Я не очень люблю, как все сейчас, на коленке с ноутом или планшетом. Вот это я вообще не понимаю – по экрану пальцами водить по виртуальной клавиатуре. Ага, клава в пол-экрана, а экран весь – восемь дюймов. Не, мне надо, чтобы у меня перед носом экран – во! Тридцать два дюйма, и клава нормальная, чтобы колотить по ней.
Ну, само собой, тут же в кабинете и столик еще журнальный. Вот называется «журнальный», а кто вообще его чисто под журналы использует? У меня и журналов-то никаких нет, я за этим столом ем. Или книгу читаю. То есть читаю я, на диване вытянувшись, а если надо встать – в туалет там или за чаем, – книгу кладу на столик. Значит, это или обеденный, или книжный столик. Но мы уперто продолжаем говорить «журнальный».
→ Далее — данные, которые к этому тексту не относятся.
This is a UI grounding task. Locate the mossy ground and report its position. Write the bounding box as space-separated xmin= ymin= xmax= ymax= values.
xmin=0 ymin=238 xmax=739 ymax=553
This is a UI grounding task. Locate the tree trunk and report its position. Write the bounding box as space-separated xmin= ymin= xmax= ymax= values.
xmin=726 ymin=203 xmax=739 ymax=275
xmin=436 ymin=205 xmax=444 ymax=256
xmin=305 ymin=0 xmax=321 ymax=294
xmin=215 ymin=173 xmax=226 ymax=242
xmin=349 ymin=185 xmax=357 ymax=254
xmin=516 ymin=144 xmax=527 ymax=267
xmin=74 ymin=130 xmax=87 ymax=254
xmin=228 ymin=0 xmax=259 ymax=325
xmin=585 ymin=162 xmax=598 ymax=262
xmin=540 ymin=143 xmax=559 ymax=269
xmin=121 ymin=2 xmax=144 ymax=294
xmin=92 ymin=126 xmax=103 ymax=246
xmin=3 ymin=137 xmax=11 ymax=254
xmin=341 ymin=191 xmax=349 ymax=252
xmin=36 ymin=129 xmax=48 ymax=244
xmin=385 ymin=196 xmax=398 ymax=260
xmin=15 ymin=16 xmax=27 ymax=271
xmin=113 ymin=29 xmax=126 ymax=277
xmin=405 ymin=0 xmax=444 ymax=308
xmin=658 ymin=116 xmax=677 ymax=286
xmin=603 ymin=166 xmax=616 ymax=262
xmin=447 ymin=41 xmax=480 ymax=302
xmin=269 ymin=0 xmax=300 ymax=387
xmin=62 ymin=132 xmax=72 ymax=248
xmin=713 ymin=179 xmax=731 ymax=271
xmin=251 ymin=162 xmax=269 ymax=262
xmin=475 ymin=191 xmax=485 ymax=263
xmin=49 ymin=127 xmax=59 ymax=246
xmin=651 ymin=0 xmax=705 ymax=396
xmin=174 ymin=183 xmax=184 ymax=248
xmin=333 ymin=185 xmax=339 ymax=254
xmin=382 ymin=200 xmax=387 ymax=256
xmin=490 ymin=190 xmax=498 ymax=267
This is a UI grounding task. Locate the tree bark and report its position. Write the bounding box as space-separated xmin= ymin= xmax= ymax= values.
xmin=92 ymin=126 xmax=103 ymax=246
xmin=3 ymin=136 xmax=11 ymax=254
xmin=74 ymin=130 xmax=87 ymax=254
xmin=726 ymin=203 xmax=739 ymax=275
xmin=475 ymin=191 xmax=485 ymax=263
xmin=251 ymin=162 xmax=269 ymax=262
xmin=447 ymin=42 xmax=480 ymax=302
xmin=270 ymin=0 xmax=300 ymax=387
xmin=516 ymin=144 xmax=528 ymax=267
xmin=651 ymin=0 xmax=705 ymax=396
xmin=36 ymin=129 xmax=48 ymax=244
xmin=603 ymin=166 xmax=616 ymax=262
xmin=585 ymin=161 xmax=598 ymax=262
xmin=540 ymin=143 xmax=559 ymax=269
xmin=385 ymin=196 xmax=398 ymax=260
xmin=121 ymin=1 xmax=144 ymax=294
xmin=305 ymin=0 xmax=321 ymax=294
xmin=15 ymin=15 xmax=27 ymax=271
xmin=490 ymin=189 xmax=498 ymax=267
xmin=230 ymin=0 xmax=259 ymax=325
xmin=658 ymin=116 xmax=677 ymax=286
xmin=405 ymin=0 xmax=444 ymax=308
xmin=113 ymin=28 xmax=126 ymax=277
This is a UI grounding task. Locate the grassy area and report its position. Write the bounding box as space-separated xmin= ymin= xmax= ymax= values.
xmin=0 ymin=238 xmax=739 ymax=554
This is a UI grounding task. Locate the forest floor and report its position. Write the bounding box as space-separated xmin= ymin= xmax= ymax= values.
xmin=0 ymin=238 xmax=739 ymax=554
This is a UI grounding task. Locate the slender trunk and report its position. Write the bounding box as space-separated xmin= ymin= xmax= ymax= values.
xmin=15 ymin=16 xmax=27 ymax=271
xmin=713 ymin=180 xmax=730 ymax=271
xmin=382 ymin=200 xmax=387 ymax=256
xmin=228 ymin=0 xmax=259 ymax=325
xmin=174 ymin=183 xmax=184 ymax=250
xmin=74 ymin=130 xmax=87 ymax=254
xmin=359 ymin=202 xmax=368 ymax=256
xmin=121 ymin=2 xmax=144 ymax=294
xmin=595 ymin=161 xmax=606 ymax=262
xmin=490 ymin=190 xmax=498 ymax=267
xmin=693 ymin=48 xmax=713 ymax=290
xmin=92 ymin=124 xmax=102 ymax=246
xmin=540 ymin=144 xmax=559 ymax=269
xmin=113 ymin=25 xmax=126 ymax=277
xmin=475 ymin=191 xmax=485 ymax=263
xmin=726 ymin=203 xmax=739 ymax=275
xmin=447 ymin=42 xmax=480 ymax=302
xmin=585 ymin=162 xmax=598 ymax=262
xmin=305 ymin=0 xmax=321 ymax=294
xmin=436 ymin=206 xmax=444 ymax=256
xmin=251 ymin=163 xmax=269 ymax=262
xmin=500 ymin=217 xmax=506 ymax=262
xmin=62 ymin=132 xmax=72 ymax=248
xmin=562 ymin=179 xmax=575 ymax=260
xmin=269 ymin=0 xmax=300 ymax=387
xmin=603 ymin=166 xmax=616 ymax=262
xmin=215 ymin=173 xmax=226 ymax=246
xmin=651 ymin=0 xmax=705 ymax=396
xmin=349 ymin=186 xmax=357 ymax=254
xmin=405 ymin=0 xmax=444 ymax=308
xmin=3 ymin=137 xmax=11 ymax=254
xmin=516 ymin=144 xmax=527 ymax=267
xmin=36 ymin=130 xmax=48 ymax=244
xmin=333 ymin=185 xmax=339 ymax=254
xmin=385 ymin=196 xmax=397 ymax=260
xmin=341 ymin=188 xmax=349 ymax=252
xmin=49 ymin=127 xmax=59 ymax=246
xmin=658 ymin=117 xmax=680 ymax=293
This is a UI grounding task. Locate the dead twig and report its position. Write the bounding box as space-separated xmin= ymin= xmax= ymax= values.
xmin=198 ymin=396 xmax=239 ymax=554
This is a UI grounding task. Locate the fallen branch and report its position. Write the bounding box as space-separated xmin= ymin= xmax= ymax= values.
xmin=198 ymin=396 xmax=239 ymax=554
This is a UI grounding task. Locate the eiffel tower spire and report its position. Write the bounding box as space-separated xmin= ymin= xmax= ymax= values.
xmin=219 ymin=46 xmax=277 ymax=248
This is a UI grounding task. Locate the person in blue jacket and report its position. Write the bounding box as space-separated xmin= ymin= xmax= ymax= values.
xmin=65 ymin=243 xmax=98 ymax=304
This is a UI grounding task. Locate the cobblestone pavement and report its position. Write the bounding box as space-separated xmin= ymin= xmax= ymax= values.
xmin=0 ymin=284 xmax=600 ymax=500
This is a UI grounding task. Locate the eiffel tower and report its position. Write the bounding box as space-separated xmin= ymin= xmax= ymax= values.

Мы, в смысле, люди, часто используем слова неверно, не по назначению. Так, что они не показывают суть вещей, но все понимают, о чем речь… У-у, понесло меня по филологической безбрежной глади. Изыди, чур меня, чур!
После ужина при хорошей погоде у нас моцион – прошвырнуться вдоль воды полчасика-час, как пойдет. Но по пивнякам мы больше не ходим – прошел период ухаживания. Пролетел со свистом, как фанера над Парижем, уложившись в один вечерочек. Теперь нам нечего деньги зря мотать, пива мы и дома попьем. У меня, ясное дело, дома. Когда с моциона вернемся. То, се, киношка какая-нибудь, развернув монитор к дивану – телика у меня нет, – или просто в ящиках посидим, початимся, и на боковую, в постельку.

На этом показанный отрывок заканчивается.